I guess I was speaking in the more generic sense about needing an education.

I've found that, for almost every new technology, there are one or
more new risks. Someone invents PC's, many people invent viruses.
Someone invents a PBX, someone else figures out how to manipulate it
illicitly. Who would have figured that there are ways to exploit
weaknesses in SNMP?

As close to the leading crevasse of technology as we are, I'm finding
there are always those with little regard for personal integrity who
have tread the area before and found a number of means toward personal
profit and/or malicious mischief.

Many times I find they've known how to perpetrate crimes using
technology I've not yet heard of. I am not at all comfortable with not
knowing what they know about my computing resources. That's the
education I'm after.

------------------------------

Date: Tue, 23 Feb 93 15:00:22 +0000
From: [email protected] (Chris Antkow)
Subject: Re: Censorship

As far as I know, In Canada at least, it IS NOT illegal to post viruses
on BBS'. It IS illegal however to spread virus (could be counted as
conspiracy). The BBS does not actually spread the viruses but it's
charged to the individual who downloads it and spread's the virus
maliciously.

If I am wrong, please rebute this as I am curious myself and am allways
getting conflicting messages.

Thanx... Chris
antkow@eclipse.sheridanc.on.ca

------------------------------

Date: Tue, 23 Feb 93 20:15:43 -0500
From: [email protected] (Fred Cohen)
Subject: A quick request for opinions

I am writing a book about artificial life, and have some examples of
programs that automate distribution of software in LANs, implement
distributed databases, etc. They are all written in the Unix shell,
and involve a few lines of code that automatically copy the programs
between machines to automate the distribution process. It has come to
my attention that there may be substantial objection to this idea and
I am asking people in this forum for their opinion.

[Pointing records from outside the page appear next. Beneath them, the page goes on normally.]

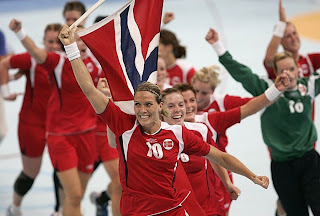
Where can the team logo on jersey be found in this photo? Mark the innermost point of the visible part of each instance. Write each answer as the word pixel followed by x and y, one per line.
pixel 302 89
pixel 167 144
pixel 152 140
pixel 212 110
pixel 184 157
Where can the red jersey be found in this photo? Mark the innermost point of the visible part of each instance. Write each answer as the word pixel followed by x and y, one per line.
pixel 180 72
pixel 202 181
pixel 37 91
pixel 222 103
pixel 308 64
pixel 147 163
pixel 69 111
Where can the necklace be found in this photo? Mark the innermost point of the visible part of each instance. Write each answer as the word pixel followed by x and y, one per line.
pixel 152 133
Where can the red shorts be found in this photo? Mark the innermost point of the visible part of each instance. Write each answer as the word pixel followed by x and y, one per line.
pixel 227 197
pixel 69 151
pixel 191 204
pixel 103 151
pixel 31 139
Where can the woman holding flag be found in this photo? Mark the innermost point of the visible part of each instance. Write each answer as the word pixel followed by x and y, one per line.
pixel 147 168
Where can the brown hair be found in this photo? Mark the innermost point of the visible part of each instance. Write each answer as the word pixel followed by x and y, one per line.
pixel 150 87
pixel 207 75
pixel 74 5
pixel 183 87
pixel 167 38
pixel 279 56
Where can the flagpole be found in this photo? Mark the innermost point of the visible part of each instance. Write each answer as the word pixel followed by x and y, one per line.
pixel 86 14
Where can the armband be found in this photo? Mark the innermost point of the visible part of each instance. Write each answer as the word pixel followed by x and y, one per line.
pixel 21 34
pixel 272 93
pixel 72 51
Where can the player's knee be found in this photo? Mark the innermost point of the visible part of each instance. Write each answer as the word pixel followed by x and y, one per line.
pixel 74 199
pixel 23 184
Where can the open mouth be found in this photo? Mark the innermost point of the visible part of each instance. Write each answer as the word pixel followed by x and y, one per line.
pixel 144 116
pixel 177 117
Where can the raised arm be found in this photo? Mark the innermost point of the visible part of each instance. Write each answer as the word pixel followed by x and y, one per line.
pixel 281 83
pixel 98 100
pixel 4 79
pixel 38 53
pixel 278 33
pixel 168 17
pixel 234 165
pixel 240 72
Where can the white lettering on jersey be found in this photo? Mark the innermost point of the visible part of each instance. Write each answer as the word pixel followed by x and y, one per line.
pixel 167 144
pixel 296 106
pixel 155 150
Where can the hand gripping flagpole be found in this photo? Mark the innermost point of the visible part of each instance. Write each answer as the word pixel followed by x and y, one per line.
pixel 86 14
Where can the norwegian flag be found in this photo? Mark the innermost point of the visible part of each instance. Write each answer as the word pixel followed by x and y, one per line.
pixel 126 45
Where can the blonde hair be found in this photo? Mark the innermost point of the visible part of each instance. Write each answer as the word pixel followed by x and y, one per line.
pixel 165 111
pixel 150 87
pixel 278 57
pixel 208 75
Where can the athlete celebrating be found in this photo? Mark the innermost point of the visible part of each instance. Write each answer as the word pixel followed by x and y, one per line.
pixel 147 168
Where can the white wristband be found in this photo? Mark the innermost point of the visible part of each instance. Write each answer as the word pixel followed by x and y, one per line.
pixel 272 93
pixel 219 48
pixel 279 29
pixel 12 77
pixel 21 34
pixel 72 51
pixel 5 91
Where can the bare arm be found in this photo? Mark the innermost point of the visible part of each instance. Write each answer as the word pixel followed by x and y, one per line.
pixel 38 53
pixel 234 165
pixel 258 103
pixel 275 41
pixel 98 100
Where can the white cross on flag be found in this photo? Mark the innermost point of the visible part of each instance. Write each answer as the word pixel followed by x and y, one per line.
pixel 126 45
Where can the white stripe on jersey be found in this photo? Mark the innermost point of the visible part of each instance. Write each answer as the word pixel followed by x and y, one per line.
pixel 58 69
pixel 198 127
pixel 126 136
pixel 33 71
pixel 311 86
pixel 177 130
pixel 203 118
pixel 220 101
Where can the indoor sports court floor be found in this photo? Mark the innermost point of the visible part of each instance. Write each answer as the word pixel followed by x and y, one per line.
pixel 245 28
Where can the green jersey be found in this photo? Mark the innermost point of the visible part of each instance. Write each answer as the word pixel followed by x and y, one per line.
pixel 287 127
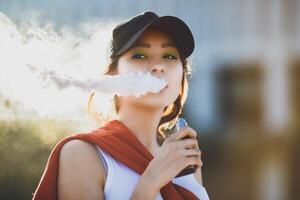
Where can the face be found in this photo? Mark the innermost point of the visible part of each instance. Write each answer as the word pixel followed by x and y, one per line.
pixel 155 52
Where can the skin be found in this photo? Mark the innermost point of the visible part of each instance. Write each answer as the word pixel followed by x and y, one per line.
pixel 153 55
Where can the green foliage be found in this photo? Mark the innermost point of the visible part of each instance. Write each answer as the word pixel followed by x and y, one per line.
pixel 25 145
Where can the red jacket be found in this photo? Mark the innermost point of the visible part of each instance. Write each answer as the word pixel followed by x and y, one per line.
pixel 116 139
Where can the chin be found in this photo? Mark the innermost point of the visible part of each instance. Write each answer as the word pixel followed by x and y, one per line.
pixel 157 100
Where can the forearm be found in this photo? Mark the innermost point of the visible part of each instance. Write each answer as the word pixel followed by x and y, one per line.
pixel 144 189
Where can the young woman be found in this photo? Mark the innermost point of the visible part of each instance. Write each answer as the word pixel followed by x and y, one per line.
pixel 130 157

Each program includes explicit safeties to prevent copying to
machines where operation is not authorized by the root, and they are
designed not to spread outside of particular directories. The code is
very obvious (only a few lines of shell script after all), and the
book includes explicit warnings not to remove safeties or use on any
machine where you don't have permission.

Questions:

1 - why not provide this in the book?
2 - what risks do you see in it?
3 - are you an admin or a user?
4 - do you think there is value in including these examples?
5 - do you think the advantages of examples outweigh any risks?
6 - do you think that the versions that optimize their own behavior by
`evolving' improved forms should not be included - if not why not?

Please Email me your responses ASAP, as the book goes to press in a few
weeks. Also, if you DO NOT want your comments included in the book
(no names will be used) tell me. Otherwise, I will feel free to include
any comments I find particularly enlightening.
FC

------------------------------

Date: Wed, 24 Feb 93 17:12:12 -0500
From: [email protected]
Subject: Known viruses in a UNIX evvironment (UNIX)

I'm looking for information on any known UNIX viruses, as well as any
anti-viral software than runs on UNIX. I've never heard of either,
but some people who should know keep telling me they "think" they've
heard of such things, so I asking for help from the Virus community.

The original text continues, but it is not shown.